Empathy is necessary for the proper and healthy development of the brain and psyche. When it’s lacking or inconsistent, we become unable to manage stress. When our stress-response system is overwhelmed, we call that trauma. Inconsistent or absent mirroring and empathy in childhood is traumatic. Our society provides far too few opportunities for face-to-face mutuality and empathy.
There is a common sense notion that until people have their survival needs met, they can’t really express and try to gratify other, so-called “higher order” needs. Common sense is wrong. Needs for meaning, relationships, recognition and agency are every bit as important as economic survival needs. No one need is “primary.”

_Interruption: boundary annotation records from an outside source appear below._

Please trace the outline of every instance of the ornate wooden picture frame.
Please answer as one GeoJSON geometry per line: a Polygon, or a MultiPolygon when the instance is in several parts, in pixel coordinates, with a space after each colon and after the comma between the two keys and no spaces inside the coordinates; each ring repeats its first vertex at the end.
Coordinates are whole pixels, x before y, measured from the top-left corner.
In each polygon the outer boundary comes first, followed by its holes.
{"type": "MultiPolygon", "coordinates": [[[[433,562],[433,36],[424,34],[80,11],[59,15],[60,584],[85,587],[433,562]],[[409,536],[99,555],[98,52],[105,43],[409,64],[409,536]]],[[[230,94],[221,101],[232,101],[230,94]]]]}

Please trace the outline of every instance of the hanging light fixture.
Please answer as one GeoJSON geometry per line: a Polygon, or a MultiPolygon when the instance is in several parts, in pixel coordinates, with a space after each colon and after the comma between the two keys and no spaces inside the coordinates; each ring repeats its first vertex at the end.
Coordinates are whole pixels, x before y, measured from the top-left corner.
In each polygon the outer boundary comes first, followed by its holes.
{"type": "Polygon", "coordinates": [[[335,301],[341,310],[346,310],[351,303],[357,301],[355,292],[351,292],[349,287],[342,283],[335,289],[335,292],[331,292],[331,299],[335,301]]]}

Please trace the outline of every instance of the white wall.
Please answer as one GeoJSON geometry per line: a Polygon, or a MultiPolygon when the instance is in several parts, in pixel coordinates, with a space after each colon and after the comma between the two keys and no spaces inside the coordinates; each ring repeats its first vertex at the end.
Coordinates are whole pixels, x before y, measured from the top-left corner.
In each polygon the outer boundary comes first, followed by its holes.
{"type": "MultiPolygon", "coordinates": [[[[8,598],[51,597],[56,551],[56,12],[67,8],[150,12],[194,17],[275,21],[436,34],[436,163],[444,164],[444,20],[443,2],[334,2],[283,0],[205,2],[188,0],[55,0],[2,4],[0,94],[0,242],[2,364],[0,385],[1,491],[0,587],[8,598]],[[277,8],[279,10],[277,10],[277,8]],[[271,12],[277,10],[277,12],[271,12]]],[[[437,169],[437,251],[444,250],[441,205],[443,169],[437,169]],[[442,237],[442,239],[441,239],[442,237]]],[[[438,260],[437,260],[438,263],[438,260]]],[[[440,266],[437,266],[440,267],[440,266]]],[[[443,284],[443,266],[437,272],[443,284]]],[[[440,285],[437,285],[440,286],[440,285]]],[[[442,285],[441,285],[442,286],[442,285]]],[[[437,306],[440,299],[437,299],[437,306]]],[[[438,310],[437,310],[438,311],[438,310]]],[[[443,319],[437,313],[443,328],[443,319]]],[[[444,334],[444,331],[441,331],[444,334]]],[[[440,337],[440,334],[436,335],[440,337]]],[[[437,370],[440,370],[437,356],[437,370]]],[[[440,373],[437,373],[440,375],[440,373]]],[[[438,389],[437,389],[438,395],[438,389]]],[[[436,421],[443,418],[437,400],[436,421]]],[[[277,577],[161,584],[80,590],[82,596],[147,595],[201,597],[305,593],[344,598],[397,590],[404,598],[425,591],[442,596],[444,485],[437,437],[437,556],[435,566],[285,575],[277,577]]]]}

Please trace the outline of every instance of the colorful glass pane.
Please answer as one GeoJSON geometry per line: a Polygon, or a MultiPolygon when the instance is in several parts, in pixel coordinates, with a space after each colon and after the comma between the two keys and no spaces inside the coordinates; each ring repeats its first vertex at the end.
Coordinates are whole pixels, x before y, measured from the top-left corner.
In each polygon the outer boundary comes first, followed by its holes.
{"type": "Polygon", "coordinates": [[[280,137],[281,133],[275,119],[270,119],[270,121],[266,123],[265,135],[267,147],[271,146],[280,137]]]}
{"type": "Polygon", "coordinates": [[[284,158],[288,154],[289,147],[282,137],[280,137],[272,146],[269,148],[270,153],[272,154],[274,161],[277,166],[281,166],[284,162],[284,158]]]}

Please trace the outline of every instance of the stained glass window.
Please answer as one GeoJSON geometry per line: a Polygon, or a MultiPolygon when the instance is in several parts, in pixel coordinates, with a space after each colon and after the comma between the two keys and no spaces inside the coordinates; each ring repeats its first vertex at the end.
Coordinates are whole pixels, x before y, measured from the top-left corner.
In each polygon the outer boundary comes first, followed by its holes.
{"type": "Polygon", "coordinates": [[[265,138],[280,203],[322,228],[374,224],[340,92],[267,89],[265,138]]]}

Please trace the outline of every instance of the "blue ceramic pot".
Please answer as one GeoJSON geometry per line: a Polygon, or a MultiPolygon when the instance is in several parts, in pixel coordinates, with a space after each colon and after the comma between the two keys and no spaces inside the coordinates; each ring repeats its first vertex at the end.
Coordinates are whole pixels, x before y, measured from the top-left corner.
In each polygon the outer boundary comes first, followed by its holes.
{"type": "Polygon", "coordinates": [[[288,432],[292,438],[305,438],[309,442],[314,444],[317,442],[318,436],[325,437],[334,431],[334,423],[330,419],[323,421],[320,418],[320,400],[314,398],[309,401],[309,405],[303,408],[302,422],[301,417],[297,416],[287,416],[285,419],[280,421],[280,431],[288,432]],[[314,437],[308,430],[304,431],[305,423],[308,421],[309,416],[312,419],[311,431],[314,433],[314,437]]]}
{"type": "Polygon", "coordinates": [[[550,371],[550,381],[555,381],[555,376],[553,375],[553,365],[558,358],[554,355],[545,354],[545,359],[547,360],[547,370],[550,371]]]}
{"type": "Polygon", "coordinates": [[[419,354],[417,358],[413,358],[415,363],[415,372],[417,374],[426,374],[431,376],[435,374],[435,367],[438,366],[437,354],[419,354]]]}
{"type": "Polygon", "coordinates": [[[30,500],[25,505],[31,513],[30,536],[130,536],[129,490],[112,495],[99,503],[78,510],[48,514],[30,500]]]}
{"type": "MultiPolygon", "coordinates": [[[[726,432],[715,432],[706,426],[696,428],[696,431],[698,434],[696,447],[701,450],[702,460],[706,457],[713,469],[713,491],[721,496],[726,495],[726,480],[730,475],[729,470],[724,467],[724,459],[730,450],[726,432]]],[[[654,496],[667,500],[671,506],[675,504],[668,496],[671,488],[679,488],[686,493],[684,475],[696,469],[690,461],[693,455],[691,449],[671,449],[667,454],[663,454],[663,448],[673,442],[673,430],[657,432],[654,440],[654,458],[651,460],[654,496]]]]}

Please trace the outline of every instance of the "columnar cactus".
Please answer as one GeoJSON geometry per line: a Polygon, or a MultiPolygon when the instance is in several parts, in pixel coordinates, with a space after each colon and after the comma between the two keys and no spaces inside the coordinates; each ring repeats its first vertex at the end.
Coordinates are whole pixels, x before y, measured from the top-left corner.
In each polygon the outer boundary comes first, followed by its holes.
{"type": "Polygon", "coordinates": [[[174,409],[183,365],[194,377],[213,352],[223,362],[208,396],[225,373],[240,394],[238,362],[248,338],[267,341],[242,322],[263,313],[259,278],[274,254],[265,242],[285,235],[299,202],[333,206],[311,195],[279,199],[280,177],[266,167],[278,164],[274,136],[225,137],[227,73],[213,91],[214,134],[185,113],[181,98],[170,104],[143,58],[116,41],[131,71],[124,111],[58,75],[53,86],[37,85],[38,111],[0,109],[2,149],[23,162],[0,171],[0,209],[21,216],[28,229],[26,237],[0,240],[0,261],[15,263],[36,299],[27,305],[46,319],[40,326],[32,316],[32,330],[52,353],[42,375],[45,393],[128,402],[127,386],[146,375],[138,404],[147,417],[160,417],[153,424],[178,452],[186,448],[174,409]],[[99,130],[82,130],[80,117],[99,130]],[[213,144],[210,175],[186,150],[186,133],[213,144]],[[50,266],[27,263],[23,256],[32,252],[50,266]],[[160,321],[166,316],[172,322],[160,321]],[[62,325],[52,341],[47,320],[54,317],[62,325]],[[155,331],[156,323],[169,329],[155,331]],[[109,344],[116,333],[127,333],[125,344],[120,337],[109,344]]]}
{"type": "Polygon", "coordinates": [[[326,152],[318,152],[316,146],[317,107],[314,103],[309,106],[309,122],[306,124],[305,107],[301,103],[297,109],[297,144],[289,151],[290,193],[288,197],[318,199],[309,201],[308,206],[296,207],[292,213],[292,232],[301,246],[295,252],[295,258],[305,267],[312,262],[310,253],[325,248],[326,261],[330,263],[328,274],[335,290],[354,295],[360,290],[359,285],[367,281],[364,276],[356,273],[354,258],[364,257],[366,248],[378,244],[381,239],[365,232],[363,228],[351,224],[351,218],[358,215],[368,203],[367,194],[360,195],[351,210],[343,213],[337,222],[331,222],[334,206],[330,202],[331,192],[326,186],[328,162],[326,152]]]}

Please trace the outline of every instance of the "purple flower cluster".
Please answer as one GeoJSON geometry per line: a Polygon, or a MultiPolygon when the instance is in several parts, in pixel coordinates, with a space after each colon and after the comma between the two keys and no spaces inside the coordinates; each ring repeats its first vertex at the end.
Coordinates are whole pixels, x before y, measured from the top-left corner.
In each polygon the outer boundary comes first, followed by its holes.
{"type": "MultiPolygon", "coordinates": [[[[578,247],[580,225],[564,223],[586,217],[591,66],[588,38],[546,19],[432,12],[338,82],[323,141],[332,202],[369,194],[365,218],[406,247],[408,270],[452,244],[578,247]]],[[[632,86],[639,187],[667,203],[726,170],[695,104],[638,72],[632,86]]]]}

When a child’s attachment to a caretaker is secure, such an attachment–based on the latter’s empathy, reliability, and emotional availability–provides a secure foundation for the development of the child’s autonomous capacity for loving relationships. When attachment is insecure, the child—and later adult—becomes clinging or avoidant. Parents need to be good enough, not perfect. Finally, our society has to better nurture and support these childhood attachment relationships.
Gaslighting is the process by which one person attempt to drive another person crazy by challenging their sense of reality and denying they are doing so. It’s a cousin to the concept of the “double-bind” and the “Catch 22.” When a parent does this to a child, the results can be catastrophic. It is also, however, seen in milder forms in couples in which one partner keeps secrets from the other but denies this reality.